Leader of The Highland Council, Cllr Raymond Bremner said: “We are delighted to welcome Francesca here today to learn more about what Highland Council has been doing to protect biodiversity within Highland and address the ecological and climate emergency declared by this local authority in 2019.”

He added: “It was a privilege to have signed the Edinburgh Declaration on behalf of Highland Council By signing this agreement, the Council has reinforced its existing commitment to tackling climate change and biodiversity loss.

“It will also ensure the continued provision of the nature services on which we all depend, the delivery of net zero targets and allow us to tackle and adapt to a rapidly changing climate.”

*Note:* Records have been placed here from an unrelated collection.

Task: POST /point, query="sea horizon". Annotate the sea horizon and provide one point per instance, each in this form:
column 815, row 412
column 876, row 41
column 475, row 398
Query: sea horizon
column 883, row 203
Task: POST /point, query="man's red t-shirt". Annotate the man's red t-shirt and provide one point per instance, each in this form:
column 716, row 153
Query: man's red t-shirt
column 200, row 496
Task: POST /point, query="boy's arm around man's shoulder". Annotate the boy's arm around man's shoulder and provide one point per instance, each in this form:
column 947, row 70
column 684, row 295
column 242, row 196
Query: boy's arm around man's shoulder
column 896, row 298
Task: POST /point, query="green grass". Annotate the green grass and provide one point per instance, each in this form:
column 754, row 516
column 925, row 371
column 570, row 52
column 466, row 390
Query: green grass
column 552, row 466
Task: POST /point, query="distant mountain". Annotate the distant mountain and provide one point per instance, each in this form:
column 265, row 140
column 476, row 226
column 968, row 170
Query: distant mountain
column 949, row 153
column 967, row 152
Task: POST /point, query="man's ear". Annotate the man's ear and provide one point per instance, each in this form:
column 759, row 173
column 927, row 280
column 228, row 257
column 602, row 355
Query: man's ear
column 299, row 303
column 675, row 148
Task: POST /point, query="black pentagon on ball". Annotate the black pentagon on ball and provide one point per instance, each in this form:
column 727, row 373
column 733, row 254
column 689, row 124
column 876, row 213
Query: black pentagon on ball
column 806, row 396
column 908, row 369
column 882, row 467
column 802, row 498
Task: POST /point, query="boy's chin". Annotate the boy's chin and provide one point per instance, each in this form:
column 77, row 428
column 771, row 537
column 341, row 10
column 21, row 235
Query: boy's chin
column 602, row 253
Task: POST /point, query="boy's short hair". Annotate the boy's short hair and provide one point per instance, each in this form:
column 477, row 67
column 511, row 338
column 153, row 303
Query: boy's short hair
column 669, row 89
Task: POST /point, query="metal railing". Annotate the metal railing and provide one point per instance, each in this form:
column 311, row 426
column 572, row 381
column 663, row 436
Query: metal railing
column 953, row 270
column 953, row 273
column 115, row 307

Francesca Osowska, NatureScot’s Chief Executive said: “We welcome Highland Council signing the Edinburgh Declaration, demonstrating its strong commitment to tackle the nature and climate change emergencies. The Highlands is a beautiful and special place, and it is crucial we continue to build on the work – such as peatland restoration, tree regeneration and much more – to protect and restore nature throughout the region.”

She added: “With a 24% decline in nature over the last 30 years, we are in a full-scale nature crisis. We also know that we are facing a climate emergency.  These crises are linked and by tackling one, we tackle both.

“The good news is how much we can do to make a difference; in fact, nature-based solutions make up 40% of Scotland’s net zero journey. It’s vital that all of Scotland – from local authorities like Highland Council to corporations, small businesses, land managers, non-government organisations and communities and citizens – comes together for us to have a chance of meeting global biodiversity targets.”

Information on the biodiversity work already being done by Highland Council

Scotland is facing a twin reinforcing crises of climate change and biodiversity loss: a decline in biodiversity will exacerbate the climate crisis, and a changing climate will accelerate the rate of biodiversity loss.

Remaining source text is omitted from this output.